The tyre is smooth down the middle with tightly packed tread which helps keep rolling resistance to a low whilst on the tarmac. On the side, there’s pronounced shoulder lugs which help with cornering stability. The tyre’s carcass is built with Continental’s PureGrip compound, to offer a blend of good grip and durability. It also has ShieldWall protection that gives an extra casing layer to help ward off punctures. And as is the standard these days: they’re tubeless ready, which I set them up as. The Hardpack comes in 700c x 50 and 650b x 50 sizing. I ran these as 650b x 50.

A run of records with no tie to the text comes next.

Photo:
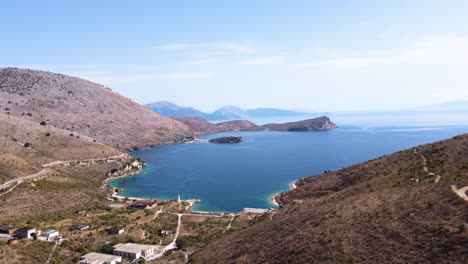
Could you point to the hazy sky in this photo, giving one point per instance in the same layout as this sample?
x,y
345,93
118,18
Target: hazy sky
x,y
314,55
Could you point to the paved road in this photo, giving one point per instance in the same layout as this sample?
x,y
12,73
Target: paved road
x,y
173,244
461,192
28,177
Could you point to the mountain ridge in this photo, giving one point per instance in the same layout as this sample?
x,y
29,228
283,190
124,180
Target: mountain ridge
x,y
365,213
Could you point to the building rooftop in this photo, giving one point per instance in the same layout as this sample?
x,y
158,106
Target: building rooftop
x,y
94,257
132,248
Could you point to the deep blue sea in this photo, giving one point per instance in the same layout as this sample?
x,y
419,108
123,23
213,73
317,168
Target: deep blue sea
x,y
230,177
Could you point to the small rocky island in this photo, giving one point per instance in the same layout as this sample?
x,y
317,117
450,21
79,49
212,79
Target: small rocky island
x,y
226,140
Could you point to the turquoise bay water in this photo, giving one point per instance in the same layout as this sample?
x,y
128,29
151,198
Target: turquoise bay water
x,y
230,177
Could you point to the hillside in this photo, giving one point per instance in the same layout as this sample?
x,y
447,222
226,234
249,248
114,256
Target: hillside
x,y
201,126
387,210
169,109
47,144
80,106
224,113
319,123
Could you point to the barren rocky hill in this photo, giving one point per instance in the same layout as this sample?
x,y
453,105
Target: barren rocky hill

I’ve put some miles into these tyres over the last few months. I suppose the first thing that stands out is the ‘zippy’ feeling of a 50c tyre. I have tried others out and most seem quite sluggish and, whilst the tyre width is welcome, they feel laboursome on sealed roads. The Terra Hardpack, on the other hand, offer a better sense of speed. This translates well to all roads, light trails, and bush tracks. The wide footprint, mixed with low pressure, easily absorbs most things in its path. Stability is good in the corners too – the sidewall lugs seem to do a good job of gaining grip, especially on loose gravel. Even in the wet they stack up well on smooth gravel and into potholes, but on steeper and more slippery surfaces they did spin up. That’s to be expected, however, because as I have alluded to earlier, these tyres are made mainly for drier weather.

The Hardpack is a tyre that rolls well on tarmac and adequality transitions to smoother gravel. On rowdier and wetter terrain, they aren’t the best. The wide contact patch allows for lower pressures to help dampen any rough terrain, and that leads to comfort – which is really what it’s all about when doing multiple days back-to-back. This set of rubber is best for warmer months with dusty gravel roads and flapping tee shirts. If your proposed route isn’t too technical, and transits between sealed and non-sealed roads blended with paths, cycleways and light trails, then these tyres are worthy of your consideration.